Park Jisung berjalan keluar sekolah sendirian. Ia menyusuri lapangan olahraga yang tampak kosong. Ia harus pulang di tengah pelajaran berlangsung. Jisung bersekolah di sekolah seni ternama di Seoul, sekolah yang memiliki banyak murid yang berprofesi menjadi artis itu tentu paham akan kesibukan Jisung.

“Ssst. Jisung ah!” Kepala seorang anak laki-laki muncul dari gerbang luar sekolah. Anak laki-laki itu kemudian melambaikan tangannya sambil tersenyum lebar.

“Hyuuung!” Jisung berlari kecil menuju gerbang sekolah. “Wah! Semua datang!” Seru Jisung menatap satu-satu anak laki-laki di hadapannya.

Jisung dijemput oleh ke-enam temannya yang tergabung dalam grup idol yang sama, yaitu NT DREAM. Mark yang tadi memanggilnya langsung mengacak-acak rambut Jisung.

“Iya, kita ‘kan mau makan tteokpokki bersama!” Ujar Chenle yang merangkul pundak Jisung sambil tersenyum hingga matanya menyipit.

“Hya, tapi sebelum itu…” Anggota bernama Haechan berjalan mundur dan mengangkat kepalan tangannya setinggi wajah. Ia menggoyang -goyangkan lengannya hingga gelang yang ia pakai ikut terayun.

Jisung tersenyum. “Hehe..” Ia ikut menggoyangkan lengannya.

“Bukit itu ada di belakang sekolah ini ‘kan?” Jeno menatap sisi kanan nya. Terlihat jelas bukit tinggi yang ada di balik sekolah itu. “Sudah lama aku tidak kesini,” Lanjutnya yang merupakan alumni di sekolah yang sama dengan Jisung.

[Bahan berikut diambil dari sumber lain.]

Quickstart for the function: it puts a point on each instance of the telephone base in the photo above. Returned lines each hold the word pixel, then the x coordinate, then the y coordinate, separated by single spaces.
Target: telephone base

Mereka pun ikut menatap bagian bukit belakang sekolah yang menjadi tujuan mereka. Mark yang sudah lulus sekolah lebih dulu sudah lupa bahwa dibelakang sekolah terdapat bukit yang dipenuhi pepohonan rindang.

“Ayo!” Seru Haechan yang berlari kecil dan berada di barisan paling depan.

“Ckckckck….” Cibir Jaemin yang menolak berlari dan memilih berjalan santai bersama Renjun di barisan paling belakang.

----------++++++++--------

Mereka ber tujuh saling bertatapan. Mereka sudah menemukan lokasi yang tepat untuk mengubur gelang yang mereka gunakan. Beberapa waktu lalu, Renjun menonton sebuah film tentang time capsule, ia mengatakan bahwa ia ingin membuatnya. Awalnya semua menolak karena biasanya time capsule diisi oleh surat yang ditulis dengan penuh kata kasih sayang, namun setelah Jisung mengajukan ide untuk mengubur benda yang sama, mereka pun setuju.

Mereka bertujuh memiliki gelang yang sama dari segi bentuk dan warna. Mereka akan mengubur gelang itu dan mengambilnya beberapa tahun kemudian. Entah apa faedahnya, namun jika tidak dilakukan, Renjun akan teus merengek kesal.

“Wuuah…” Jaemin menatap pohon di depannya dari akar sampai dedaunan yang berada nun jauh di atas. “Besar sekali pohon ini."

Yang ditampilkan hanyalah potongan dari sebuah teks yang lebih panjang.